We further define the set $$T_pM:\{X_{\gamma_a,p}\;\mid\;\text{all curves passing through}\; p\in M\}$$ and equip it with the closed operations $\oplus,\odot$: $$\oplus:T_pM\times T_pM\to T_pM$$ $$\odot:\mathbb R\times T_pM\to T_pM$$ which stand for vector addition and s-multiplication on $T_pM$. There is no need for further definition of the target element of these two maps for now. This set, together with these two operations, constitute the tangent vector space, i.e the space whose elements are the directional derivative operators.

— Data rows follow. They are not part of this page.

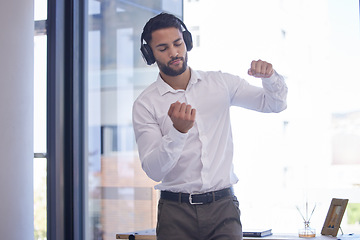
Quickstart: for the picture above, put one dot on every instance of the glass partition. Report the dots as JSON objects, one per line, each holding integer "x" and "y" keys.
{"x": 310, "y": 153}
{"x": 120, "y": 197}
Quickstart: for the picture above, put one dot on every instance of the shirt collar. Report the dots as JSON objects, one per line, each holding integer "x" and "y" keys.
{"x": 164, "y": 88}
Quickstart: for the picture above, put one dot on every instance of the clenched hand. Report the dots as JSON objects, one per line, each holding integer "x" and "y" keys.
{"x": 260, "y": 69}
{"x": 182, "y": 116}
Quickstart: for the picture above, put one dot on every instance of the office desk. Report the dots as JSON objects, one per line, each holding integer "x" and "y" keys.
{"x": 150, "y": 235}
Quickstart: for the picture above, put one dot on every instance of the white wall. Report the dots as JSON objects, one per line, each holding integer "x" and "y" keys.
{"x": 16, "y": 119}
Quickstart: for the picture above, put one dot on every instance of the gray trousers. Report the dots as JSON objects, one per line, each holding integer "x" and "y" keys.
{"x": 219, "y": 220}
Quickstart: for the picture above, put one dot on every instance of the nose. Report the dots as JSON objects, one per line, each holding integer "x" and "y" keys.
{"x": 173, "y": 52}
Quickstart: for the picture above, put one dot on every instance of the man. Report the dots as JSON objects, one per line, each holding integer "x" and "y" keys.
{"x": 182, "y": 128}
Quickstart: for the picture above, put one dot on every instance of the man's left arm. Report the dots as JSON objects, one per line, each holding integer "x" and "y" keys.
{"x": 275, "y": 89}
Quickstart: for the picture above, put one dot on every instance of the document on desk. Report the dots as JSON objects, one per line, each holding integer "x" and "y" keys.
{"x": 257, "y": 232}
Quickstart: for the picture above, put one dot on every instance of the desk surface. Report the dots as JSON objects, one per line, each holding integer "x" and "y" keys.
{"x": 150, "y": 235}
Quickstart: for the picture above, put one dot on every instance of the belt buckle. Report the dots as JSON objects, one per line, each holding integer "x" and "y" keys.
{"x": 191, "y": 202}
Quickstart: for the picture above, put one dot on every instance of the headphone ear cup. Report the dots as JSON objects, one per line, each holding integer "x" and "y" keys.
{"x": 147, "y": 54}
{"x": 188, "y": 40}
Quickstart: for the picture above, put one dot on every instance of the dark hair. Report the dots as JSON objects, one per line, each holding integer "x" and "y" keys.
{"x": 160, "y": 21}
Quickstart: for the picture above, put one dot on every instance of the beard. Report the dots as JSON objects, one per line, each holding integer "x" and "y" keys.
{"x": 167, "y": 70}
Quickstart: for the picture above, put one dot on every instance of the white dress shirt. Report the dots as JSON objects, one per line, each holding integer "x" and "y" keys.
{"x": 201, "y": 159}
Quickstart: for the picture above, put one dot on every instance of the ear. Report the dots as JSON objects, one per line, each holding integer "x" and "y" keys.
{"x": 147, "y": 54}
{"x": 188, "y": 40}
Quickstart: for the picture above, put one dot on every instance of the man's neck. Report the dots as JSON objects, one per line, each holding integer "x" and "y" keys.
{"x": 177, "y": 82}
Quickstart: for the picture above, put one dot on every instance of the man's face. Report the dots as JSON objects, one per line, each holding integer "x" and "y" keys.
{"x": 169, "y": 51}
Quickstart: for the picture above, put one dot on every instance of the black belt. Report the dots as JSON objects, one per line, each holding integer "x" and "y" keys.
{"x": 202, "y": 198}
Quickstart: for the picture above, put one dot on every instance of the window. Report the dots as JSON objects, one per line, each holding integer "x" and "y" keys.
{"x": 40, "y": 161}
{"x": 120, "y": 197}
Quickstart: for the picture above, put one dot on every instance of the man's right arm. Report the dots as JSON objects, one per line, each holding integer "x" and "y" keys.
{"x": 158, "y": 153}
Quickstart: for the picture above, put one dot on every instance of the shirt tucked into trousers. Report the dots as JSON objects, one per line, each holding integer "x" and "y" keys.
{"x": 200, "y": 160}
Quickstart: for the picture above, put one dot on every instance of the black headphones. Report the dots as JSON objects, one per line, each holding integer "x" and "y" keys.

As $X\in T_pM$ are operators (in the above frame), we can understand their behaviour by acting them on a smooth function $f:M\to\mathbb R$. So let us choose a chart $(U,x)$, which is an element of the smooth atlas $\mathscr A_M$ on $M$. Let us also consider $\dim(M)$-many curves $\gamma_i$, s.t $$\gamma_i:\mathrm{preim}_{\gamma_i}(U)\to U$$ with $(x^b\circ\gamma_i)(\lambda)=\delta^b_a\lambda$ for $i=1,\cdots,\dim(M)$. Obviously, $U$ is an open subset of $M$, $\lambda$ is the curve parameter, $x^b$ is the b-th component of $x$ and is smooth, because $x:U\to x(U)\subseteq\mathbb R^d$ is smooth due to the atlas being smooth. The index $i$ is just the curve index. For convenience we choose a chart, s.t $x(p)=0_{\mathbb R^d}$. As you see, we did very specific choices. We now act on smooth f with our operator: \begin{align*} X_{\gamma_i,p}(f):&=(f\circ\gamma_i)'(0)\\ &=(f\circ x^{-1}\circ x\circ \gamma_i)'(0)\\ &=\partial_b(f\circ x^{-1})(x(\gamma_i(0)))(x^b\circ\gamma_i)'(0)\\ &=\partial_b(f\circ x^{-1})(x(p))\delta^b_a\\ &=\partial_a(f\circ x^{-1})(x(p))=:\left(\dfrac{\partial}{\partial x^a}\right)_p(f) \end{align*} which means that $$\left(\dfrac{\partial}{\partial x^a}\right)_p:=X_{\gamma_i,p}$$ In order to go from the second equation to the third, we used the chain rule (funny looking that way), where $(\partial_a)_{x(p)}:C^\infty(\mathbb R^d)\to\mathbb R$. The key fact here is that in order to define the tangent vector we need a chart,i.e we need coordinates, so that the partial derivative has meaning as derivative wrt to a component of the coordinate map. On a manifold, we cannot directly have such thing. One also proves that this definition satisfies the Leibnitz rule and that $$\left(\dfrac{\partial}{\partial x^i}\right)_p\qquad,i=1,\cdots,\dim(M)$$ are a linearly independent generating system of the tangent vector space $T_pM$, a.k.a a basis. Obviously, acting this thing on vector fields requires understanding of tangent bundles $TM$, vector fields (as sections of TM),modules,rings etc.

I hope I helped and did not mess things up. Truth being said, I think it's better to stick to the definitions and try not making ill-defined schematics on our mind. It's really helpful, if you draw all these maps and see the compositions yourself.